Havas has introduced AVA, a global large language model portal designed to help brands use AI more responsibly and effectively. The announcement came at CES 2026, where Havas also emphasized its focus on human-led AI strategy and creative collaboration.
What AVA Is
AVA stands for Artificial Voice Assistant, and Havas says it is built to give teams a single point of access to generative AI tools. The portal integrates multiple AI engines and customizable workflows so creative teams and planners can generate ideas, refine messaging and model consumer responses.
Havas says AVA is not meant to replace human creativity. Instead, the company frames it as a tool to support strategy, storytelling and ideation. AVA gives marketers flexibility while enforcing ethical guardrails and quality standards.
Why Havas Built AVA
Havas leaders told CES attendees that brands need AI systems that reflect strategy, context and human judgment. They say most off-the-shelf models can generate content, but they lack the strategic alignment that brand work demands.
By building AVA, Havas aims to give teams a way to harness multiple AI capabilities through one portal while embedding ethical and creative principles at every step. Havas says the system includes controls around bias, offensive content and brand-specific rules.
Human-Led AI Vision
Havas used its CES presence to emphasize that technology alone is not enough. The agency repeated its vision of human-led AI where people guide models, not the other way around.
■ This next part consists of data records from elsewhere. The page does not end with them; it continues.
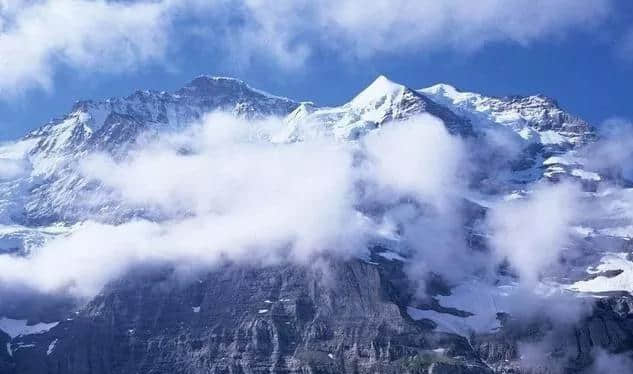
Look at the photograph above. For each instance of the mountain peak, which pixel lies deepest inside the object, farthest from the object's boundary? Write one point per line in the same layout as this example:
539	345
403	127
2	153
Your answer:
379	88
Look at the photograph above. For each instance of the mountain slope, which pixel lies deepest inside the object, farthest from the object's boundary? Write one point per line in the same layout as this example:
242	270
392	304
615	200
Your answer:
329	315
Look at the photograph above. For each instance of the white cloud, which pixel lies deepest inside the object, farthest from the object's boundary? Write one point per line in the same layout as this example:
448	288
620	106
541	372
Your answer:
225	193
37	36
532	233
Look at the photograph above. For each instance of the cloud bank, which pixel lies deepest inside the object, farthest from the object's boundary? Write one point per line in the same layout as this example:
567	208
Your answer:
224	192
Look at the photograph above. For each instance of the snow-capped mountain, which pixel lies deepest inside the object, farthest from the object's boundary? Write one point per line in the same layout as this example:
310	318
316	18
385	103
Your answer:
53	187
536	119
258	320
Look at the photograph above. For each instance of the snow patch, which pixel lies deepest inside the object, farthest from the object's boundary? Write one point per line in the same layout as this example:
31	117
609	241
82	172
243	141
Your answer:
51	347
19	327
610	262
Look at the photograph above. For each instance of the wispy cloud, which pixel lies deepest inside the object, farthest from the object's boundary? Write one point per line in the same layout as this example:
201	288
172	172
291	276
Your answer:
39	37
226	193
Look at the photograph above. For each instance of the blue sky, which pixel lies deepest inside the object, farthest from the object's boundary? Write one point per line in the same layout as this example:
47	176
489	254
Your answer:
580	53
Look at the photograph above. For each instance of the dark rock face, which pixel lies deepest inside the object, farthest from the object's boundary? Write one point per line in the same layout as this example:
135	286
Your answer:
282	319
567	348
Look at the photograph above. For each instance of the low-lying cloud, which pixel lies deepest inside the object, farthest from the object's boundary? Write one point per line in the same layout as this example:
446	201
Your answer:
223	192
38	38
532	233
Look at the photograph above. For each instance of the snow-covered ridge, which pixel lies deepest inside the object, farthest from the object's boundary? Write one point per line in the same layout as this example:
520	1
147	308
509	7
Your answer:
114	125
535	118
382	101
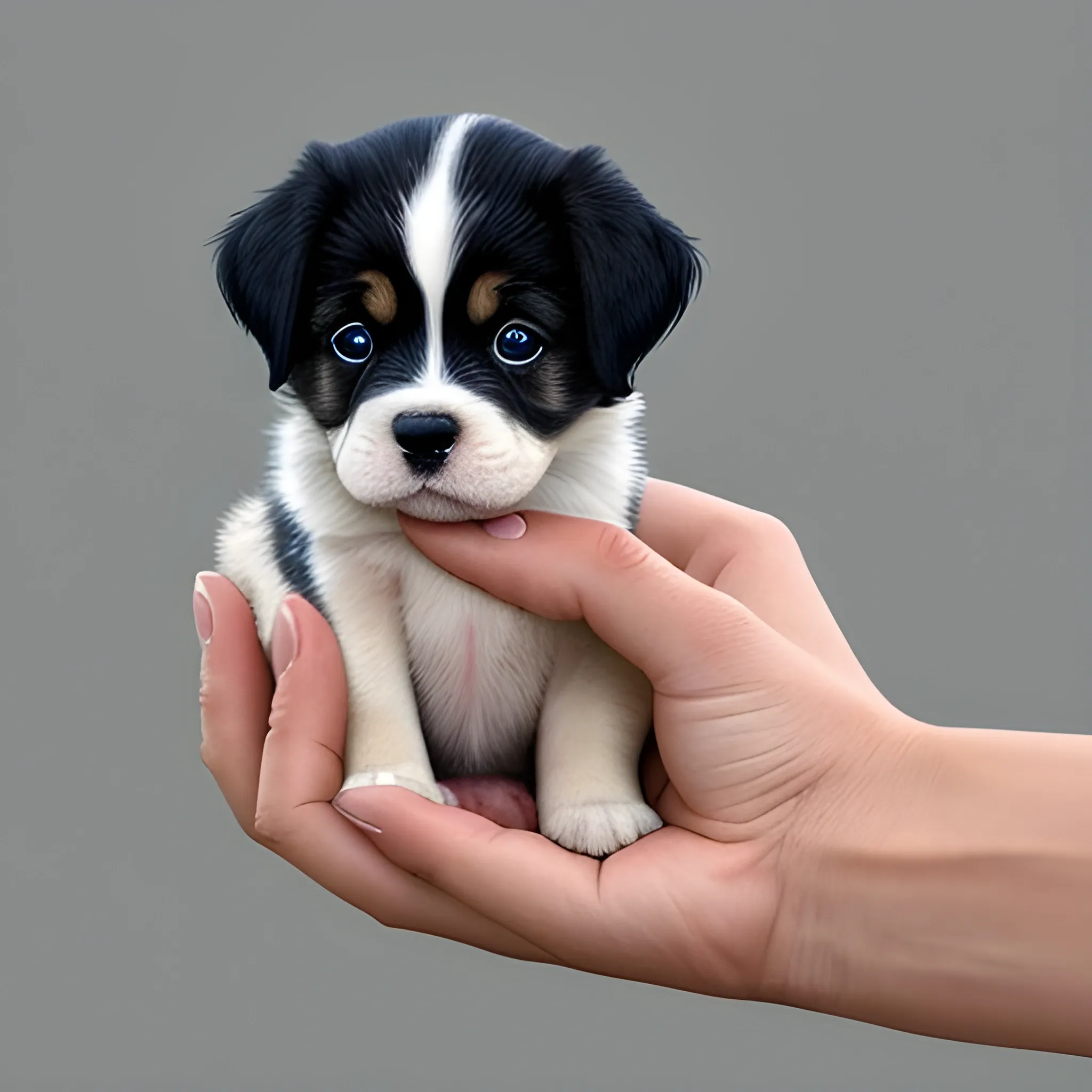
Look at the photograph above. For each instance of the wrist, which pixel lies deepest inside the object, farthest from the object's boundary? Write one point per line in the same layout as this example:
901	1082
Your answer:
943	885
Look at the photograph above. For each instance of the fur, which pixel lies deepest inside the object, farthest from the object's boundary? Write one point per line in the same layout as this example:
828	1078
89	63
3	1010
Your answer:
419	223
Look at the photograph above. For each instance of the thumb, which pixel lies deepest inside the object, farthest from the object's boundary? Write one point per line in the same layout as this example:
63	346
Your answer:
565	568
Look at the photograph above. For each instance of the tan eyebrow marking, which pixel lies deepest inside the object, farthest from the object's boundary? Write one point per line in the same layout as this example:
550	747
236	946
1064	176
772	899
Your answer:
379	298
483	302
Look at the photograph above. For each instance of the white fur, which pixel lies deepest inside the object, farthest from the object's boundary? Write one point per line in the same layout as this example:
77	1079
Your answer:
492	468
429	657
430	229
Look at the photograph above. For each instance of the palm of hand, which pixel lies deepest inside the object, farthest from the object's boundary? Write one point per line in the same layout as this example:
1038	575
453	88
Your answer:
754	683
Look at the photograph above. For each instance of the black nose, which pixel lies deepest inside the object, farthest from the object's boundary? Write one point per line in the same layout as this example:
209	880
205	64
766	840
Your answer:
425	438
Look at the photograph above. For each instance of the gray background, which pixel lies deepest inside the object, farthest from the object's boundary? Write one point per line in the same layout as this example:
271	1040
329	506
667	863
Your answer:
890	353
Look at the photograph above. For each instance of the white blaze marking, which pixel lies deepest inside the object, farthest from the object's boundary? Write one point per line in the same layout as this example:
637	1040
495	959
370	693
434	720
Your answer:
429	226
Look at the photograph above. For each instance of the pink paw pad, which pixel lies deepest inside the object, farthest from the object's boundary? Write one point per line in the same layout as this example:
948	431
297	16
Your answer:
505	801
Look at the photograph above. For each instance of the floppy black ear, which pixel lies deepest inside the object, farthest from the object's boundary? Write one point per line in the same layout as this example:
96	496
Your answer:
638	271
263	254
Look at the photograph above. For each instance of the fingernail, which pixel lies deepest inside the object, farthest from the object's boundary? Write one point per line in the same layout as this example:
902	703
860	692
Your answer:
202	612
352	818
506	527
285	641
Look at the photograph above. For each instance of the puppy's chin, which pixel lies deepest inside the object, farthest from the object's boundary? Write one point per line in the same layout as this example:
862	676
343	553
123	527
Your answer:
427	505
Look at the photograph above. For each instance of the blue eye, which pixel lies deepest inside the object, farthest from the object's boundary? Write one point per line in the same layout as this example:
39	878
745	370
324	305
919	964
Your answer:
518	344
353	343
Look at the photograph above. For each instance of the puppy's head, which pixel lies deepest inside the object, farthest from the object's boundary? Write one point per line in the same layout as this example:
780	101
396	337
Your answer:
447	296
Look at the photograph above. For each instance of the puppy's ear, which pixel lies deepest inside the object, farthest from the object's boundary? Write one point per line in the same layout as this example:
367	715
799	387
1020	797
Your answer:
638	272
262	258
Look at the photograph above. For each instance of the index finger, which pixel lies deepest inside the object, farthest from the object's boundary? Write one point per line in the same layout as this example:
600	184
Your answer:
753	557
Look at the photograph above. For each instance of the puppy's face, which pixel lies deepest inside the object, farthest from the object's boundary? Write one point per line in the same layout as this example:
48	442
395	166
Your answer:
447	296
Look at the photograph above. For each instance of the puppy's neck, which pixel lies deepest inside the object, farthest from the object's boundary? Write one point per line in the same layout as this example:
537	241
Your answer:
599	473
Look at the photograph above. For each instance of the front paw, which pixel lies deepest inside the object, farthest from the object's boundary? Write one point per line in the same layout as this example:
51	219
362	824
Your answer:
367	779
599	830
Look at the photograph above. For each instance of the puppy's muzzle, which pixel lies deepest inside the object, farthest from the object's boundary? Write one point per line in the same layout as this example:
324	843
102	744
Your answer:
426	439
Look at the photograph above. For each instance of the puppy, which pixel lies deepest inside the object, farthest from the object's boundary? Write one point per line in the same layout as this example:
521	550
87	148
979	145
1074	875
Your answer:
452	309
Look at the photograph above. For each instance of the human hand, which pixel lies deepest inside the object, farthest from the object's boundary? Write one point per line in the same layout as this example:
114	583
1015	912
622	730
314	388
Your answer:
825	851
757	698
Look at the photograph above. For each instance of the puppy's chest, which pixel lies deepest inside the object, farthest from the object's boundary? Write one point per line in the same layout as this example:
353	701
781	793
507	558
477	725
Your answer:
480	670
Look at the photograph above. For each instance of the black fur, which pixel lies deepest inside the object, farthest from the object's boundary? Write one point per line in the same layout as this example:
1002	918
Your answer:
595	267
292	548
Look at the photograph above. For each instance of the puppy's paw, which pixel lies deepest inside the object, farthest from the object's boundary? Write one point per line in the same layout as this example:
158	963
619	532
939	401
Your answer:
599	830
416	783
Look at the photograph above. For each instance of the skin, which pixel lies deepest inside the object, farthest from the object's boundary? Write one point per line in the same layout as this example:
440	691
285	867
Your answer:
824	850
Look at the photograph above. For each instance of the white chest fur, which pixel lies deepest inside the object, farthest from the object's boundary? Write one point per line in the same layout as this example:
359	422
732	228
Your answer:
480	670
443	678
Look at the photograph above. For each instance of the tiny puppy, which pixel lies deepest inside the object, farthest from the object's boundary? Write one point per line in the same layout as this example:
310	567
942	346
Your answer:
452	309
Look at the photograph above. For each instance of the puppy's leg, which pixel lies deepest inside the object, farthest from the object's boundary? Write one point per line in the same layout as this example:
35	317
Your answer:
383	741
596	717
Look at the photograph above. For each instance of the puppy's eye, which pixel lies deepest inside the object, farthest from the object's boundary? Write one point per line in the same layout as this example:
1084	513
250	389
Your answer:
353	343
518	344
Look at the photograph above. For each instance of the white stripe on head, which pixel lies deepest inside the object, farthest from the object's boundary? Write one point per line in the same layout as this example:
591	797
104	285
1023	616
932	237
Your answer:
429	229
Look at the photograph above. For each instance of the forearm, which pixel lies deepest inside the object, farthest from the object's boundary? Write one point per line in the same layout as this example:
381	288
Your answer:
953	897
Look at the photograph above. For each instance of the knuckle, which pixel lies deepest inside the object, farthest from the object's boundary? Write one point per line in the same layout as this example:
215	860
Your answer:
271	829
617	549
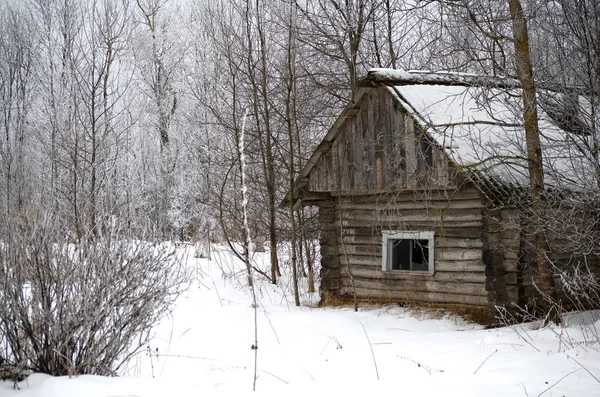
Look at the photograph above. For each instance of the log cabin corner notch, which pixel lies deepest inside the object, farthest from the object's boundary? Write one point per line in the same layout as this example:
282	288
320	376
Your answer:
420	185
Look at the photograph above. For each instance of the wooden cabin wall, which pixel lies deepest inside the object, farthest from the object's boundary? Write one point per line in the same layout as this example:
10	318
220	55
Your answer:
378	148
454	216
502	257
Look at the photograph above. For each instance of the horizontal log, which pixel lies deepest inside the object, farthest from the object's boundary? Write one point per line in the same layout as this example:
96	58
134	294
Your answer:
374	261
373	273
415	215
440	242
418	285
411	296
458	254
459	266
398	205
391	222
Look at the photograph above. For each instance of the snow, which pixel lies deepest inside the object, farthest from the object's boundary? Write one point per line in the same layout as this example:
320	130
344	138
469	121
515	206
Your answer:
480	127
203	348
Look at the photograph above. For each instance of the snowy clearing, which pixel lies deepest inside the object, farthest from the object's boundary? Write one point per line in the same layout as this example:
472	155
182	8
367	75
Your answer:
204	348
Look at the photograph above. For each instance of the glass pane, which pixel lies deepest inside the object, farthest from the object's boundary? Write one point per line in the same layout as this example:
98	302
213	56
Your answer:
400	255
420	255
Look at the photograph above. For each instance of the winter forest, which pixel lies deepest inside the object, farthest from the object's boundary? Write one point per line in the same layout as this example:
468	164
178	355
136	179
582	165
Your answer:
124	124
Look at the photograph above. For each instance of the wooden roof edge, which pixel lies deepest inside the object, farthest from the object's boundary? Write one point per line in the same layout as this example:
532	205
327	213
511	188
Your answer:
400	77
323	147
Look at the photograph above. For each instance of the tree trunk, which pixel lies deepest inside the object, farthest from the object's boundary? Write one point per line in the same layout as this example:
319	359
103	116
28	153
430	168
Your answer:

Executives said this approach ensures AI is a partner in creativity rather than a shortcut that lowers quality. According to Havas, human judgement is essential in strategy, nuance and cultural relevance.
What This Means for Clients
For brands working with Havas, AVA could streamline how teams generate and test ideas. The portal supports brainstorming, scripting, creative iteration and early audience response modeling. It can also feed insights into media planning and content activation.
Havas says AVA will help teams spend less time on repetitive tasks and more time on strategic decision making. It also aims to reduce friction in workflows that involve multiple stakeholders and review cycles.
How the Industry Is Reacting
At CES, some tech and marketing leaders said they see value in centralized AI portals that bring together multiple datasets and models. Others emphasized the need for clear governance and standards to prevent misuse of generative technology.
Havas’ approach echoes a broader industry trend toward ethical AI frameworks, internal guardrails and human oversight. Marketers want tools that help with speed and scale without sacrificing brand integrity or audience trust.
What Comes Next
Havas plans to roll out AVA more broadly following CES. The agency will refine the portal based on client feedback and evolving AI capabilities. The next steps may include deeper integrations with creative suites, data sources and media planning tools.
For now, Havas’ CES unveiling signals the agency’s push to define how AI fits into modern creative and strategy processes. With AVA, the company is betting that human-centered AI will be a competitive advantage in 2026 and beyond.